By then, there was a severe dime shortage in California. The Sept. 10, 1916, issue of the Sacramento Union reported:
“Dimes and half dollars are becoming so scarce on the Pacific Coast that bankers of San Francisco and other coast cities may find it necessary to order shipments of these coins from the government Mint at Philadelphia, it was learned here today. No dimes have been coined at the Mint here since March 4, 1915.
“A change in the design of the coins, coupled with delay of receipt of new dies at the local Mint, was given as the reason of the shortage.”

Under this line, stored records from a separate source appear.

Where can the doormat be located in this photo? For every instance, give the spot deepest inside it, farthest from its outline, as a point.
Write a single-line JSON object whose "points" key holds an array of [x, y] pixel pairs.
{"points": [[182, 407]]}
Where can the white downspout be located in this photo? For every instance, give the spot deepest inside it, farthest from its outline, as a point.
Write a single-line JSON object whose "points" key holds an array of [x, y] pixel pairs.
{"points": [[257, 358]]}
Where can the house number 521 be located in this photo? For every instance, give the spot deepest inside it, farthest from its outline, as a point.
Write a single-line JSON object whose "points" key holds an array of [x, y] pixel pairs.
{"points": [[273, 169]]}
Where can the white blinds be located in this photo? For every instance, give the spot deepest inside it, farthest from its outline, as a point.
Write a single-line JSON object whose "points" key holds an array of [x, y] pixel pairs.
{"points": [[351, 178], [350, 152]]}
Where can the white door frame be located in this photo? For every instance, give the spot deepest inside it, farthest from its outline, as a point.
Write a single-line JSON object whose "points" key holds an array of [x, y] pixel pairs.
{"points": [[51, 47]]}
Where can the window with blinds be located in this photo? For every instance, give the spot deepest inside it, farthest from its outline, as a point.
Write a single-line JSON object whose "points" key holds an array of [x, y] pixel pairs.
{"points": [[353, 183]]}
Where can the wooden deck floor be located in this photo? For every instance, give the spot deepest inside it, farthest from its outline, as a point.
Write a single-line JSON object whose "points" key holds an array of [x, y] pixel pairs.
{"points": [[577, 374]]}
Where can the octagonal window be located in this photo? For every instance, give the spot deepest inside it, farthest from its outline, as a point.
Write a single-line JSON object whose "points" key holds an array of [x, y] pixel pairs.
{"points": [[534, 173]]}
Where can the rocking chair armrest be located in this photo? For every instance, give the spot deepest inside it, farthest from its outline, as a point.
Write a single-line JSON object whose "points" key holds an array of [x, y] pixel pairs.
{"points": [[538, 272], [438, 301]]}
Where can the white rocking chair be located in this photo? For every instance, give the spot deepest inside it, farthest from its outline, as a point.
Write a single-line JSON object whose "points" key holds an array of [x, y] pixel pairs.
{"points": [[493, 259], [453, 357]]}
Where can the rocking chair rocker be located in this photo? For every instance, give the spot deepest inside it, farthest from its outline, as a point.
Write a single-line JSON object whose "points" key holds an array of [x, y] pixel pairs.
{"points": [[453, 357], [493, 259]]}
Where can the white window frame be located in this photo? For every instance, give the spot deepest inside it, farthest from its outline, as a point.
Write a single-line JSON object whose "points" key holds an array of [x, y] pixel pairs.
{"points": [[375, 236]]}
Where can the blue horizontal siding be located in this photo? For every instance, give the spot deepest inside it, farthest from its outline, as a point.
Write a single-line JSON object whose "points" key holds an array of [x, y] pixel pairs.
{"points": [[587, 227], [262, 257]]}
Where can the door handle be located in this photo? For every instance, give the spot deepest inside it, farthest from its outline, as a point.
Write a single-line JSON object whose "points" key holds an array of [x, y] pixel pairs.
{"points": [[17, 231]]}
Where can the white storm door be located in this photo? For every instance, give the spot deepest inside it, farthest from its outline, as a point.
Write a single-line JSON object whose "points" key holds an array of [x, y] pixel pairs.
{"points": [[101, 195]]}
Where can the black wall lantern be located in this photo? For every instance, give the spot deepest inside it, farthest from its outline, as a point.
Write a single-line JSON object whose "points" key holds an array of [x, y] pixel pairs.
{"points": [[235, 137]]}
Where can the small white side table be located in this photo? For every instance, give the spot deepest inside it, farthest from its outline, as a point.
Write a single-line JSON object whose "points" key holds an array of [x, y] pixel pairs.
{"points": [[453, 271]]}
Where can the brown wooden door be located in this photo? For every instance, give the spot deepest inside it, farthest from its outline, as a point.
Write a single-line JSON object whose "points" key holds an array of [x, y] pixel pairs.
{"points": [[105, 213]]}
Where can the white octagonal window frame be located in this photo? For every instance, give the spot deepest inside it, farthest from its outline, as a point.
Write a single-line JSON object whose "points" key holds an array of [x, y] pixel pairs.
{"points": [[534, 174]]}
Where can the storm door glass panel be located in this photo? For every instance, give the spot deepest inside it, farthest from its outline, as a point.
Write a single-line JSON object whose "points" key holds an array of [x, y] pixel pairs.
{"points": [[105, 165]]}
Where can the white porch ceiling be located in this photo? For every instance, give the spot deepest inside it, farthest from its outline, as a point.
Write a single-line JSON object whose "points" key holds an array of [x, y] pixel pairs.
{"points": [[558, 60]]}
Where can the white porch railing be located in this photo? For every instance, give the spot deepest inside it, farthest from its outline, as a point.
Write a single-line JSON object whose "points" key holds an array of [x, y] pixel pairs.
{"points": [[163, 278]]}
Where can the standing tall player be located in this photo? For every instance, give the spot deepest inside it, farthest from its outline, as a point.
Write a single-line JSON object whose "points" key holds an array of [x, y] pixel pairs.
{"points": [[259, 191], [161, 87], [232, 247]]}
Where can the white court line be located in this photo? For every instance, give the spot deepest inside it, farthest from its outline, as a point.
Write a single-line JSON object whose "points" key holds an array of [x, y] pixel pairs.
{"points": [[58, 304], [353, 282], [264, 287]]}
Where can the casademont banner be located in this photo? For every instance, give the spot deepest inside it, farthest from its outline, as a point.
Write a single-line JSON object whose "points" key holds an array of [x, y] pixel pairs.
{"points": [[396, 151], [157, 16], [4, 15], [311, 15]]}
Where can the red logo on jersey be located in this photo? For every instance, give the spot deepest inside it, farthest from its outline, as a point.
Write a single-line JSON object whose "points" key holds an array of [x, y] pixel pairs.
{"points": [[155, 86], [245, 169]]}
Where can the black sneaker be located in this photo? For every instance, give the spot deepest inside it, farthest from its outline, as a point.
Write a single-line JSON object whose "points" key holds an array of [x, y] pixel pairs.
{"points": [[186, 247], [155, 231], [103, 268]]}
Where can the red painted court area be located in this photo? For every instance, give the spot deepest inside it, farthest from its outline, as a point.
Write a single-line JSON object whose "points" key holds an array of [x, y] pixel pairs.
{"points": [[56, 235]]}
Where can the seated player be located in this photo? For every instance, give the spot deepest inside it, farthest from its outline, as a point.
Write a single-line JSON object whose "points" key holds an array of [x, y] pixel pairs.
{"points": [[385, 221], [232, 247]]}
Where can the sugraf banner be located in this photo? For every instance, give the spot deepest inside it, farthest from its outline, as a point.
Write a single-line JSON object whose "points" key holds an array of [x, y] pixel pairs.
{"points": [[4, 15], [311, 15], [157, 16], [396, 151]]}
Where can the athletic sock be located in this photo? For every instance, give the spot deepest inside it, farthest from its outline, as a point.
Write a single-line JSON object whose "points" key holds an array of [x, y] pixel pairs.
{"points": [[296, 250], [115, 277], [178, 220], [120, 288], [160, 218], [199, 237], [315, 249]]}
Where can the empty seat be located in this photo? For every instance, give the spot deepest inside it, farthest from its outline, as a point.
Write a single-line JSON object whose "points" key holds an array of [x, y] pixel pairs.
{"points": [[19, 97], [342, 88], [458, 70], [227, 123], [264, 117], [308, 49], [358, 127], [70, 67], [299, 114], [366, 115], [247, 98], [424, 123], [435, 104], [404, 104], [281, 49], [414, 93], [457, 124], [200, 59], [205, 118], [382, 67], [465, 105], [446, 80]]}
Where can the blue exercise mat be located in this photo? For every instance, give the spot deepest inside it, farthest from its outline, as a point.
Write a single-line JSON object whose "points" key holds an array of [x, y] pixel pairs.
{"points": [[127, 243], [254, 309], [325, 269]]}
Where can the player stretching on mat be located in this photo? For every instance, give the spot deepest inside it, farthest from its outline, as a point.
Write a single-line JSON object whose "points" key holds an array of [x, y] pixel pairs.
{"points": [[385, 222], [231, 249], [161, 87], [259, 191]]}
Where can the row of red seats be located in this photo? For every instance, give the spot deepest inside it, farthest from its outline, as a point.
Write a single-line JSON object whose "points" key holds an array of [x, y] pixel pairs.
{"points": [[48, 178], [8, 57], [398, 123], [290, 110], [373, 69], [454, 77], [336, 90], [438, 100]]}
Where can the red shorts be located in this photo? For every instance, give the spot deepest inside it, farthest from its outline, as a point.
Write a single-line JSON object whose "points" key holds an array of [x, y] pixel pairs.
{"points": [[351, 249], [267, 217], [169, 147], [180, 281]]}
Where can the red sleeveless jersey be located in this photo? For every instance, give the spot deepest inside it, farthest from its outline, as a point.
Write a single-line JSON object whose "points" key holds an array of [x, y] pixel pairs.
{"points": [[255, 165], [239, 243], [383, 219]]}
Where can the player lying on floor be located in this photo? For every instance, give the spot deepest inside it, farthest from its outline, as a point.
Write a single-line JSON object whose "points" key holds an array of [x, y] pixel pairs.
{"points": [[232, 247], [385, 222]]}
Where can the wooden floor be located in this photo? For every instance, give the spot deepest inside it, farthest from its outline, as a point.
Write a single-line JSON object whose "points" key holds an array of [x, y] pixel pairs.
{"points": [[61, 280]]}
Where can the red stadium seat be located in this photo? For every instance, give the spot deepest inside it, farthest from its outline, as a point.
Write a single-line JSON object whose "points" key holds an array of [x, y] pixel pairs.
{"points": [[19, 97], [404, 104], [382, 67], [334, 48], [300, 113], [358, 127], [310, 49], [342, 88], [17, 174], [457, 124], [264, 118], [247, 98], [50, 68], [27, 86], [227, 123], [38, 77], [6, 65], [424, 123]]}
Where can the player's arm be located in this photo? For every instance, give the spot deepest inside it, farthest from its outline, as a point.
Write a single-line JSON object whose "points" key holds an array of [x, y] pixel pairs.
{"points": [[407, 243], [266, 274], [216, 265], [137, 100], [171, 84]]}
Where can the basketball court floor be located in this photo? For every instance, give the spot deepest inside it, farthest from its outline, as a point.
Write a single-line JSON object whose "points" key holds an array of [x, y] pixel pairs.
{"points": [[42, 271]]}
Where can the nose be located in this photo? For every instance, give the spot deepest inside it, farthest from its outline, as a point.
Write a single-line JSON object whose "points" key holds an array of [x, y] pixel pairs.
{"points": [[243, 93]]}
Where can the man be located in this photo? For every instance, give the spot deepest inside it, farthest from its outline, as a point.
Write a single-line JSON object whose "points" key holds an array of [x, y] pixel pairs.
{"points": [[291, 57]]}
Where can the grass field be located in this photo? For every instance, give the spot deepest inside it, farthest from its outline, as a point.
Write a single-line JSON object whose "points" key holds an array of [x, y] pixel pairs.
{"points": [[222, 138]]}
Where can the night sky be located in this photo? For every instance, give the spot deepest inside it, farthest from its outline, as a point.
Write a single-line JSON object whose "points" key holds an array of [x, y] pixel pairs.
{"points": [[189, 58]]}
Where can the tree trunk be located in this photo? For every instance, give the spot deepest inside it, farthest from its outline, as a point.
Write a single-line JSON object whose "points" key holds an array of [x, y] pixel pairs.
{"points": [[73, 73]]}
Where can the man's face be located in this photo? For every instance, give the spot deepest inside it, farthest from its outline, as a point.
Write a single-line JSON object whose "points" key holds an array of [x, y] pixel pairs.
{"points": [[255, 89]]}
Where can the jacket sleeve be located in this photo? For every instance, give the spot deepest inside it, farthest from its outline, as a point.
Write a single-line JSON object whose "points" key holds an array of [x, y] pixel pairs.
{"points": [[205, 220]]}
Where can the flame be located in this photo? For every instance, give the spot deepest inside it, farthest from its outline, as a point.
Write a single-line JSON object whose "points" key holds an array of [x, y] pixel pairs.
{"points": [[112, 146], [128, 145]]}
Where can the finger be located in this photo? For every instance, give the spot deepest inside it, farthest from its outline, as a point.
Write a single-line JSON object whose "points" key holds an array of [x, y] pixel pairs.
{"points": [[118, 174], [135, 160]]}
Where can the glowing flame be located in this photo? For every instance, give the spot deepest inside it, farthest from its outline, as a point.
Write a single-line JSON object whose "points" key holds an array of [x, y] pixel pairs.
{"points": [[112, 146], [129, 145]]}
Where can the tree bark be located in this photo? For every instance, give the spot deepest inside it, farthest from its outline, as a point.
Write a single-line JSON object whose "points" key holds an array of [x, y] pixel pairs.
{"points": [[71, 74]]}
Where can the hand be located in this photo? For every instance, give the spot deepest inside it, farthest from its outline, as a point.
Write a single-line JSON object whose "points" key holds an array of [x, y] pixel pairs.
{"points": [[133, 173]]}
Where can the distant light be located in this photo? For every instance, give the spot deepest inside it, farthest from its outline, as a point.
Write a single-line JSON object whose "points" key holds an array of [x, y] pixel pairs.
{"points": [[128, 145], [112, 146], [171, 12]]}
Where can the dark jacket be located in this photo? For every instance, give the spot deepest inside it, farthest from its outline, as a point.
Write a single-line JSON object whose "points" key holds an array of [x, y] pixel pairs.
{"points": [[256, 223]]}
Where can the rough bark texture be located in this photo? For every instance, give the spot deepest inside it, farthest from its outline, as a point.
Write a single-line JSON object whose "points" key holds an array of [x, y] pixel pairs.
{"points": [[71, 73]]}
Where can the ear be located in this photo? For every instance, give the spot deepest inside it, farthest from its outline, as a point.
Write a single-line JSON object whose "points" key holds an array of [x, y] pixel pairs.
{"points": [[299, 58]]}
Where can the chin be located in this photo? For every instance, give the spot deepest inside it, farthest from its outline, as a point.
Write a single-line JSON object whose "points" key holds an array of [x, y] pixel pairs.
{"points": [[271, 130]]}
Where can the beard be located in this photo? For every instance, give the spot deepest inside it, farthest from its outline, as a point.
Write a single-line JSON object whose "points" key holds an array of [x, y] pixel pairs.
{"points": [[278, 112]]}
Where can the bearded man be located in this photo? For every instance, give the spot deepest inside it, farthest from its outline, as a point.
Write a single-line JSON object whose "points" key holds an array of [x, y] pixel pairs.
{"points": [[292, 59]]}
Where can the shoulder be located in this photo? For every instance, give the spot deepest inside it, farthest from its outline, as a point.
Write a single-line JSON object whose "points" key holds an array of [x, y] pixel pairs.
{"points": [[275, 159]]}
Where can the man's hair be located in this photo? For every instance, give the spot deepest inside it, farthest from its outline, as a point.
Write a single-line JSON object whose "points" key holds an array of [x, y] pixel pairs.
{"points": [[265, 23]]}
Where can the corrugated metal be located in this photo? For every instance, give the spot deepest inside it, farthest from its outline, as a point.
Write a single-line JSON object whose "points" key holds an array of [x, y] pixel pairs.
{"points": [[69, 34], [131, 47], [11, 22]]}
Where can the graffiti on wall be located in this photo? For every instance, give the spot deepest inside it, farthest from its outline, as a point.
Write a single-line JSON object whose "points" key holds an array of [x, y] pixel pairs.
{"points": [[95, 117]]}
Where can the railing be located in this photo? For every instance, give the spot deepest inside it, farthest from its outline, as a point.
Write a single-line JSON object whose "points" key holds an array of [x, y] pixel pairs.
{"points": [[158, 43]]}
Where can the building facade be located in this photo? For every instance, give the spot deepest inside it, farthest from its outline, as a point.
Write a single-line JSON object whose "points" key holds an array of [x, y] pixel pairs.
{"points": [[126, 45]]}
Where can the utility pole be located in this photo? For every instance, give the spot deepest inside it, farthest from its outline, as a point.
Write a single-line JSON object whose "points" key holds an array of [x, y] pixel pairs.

As it turned out, Mercury dimes were not released until late October 1916. In the meantime, the San Francisco Mint fired up the presses and used Barber dime dies. Under the heading “Mint Turning Out Small Coins Again,” the Sept. 22, 1916, Sacramento Union reported:
“San Francisco, Sept. 21. – A 24-hour working schedule is being arranged at the San Francisco Mint in order to supply the increased demand for dimes, nickels and pennies, it was announced here today. Forty additional helpers are to be employed in the new eight-hour shifts.
“The increased demand for small coins is an excellent indication of good times and liberal circulation of money according to T.W.H. Shanahan, superintendent of the Mint here.”
Visitors might have witnessed the striking of the San Francisco Mint’s final Barber dimes. According to the Mint director’s annual report, 75,763 visitors were shown through the Mint in 1916.
At a Sacramento theater, dimes attracted the attention of a small-time thief. The July 19, 1916, Sacramento Union reported:
“Fifteen dollars in dimes was the booty obtained by a stout-hearted, shabbily dressed stranger at the Empress Theater last night when he made a grab for all the money in sight at the box office during the second show. The three rolls of dimes, neatly done up for deposit, were all he got, but he got safely away at that, much to the chagrin of manager Alex Kaiser, who reported the matter to the police”
San Francisco struck 5,820,000 Barber dimes in 1916, compared to more than 18 million from the Philadelphia Mint. None were struck at the Denver Mint. Today a Very Fine-20 1916-S Barber dime is valued at less than $7.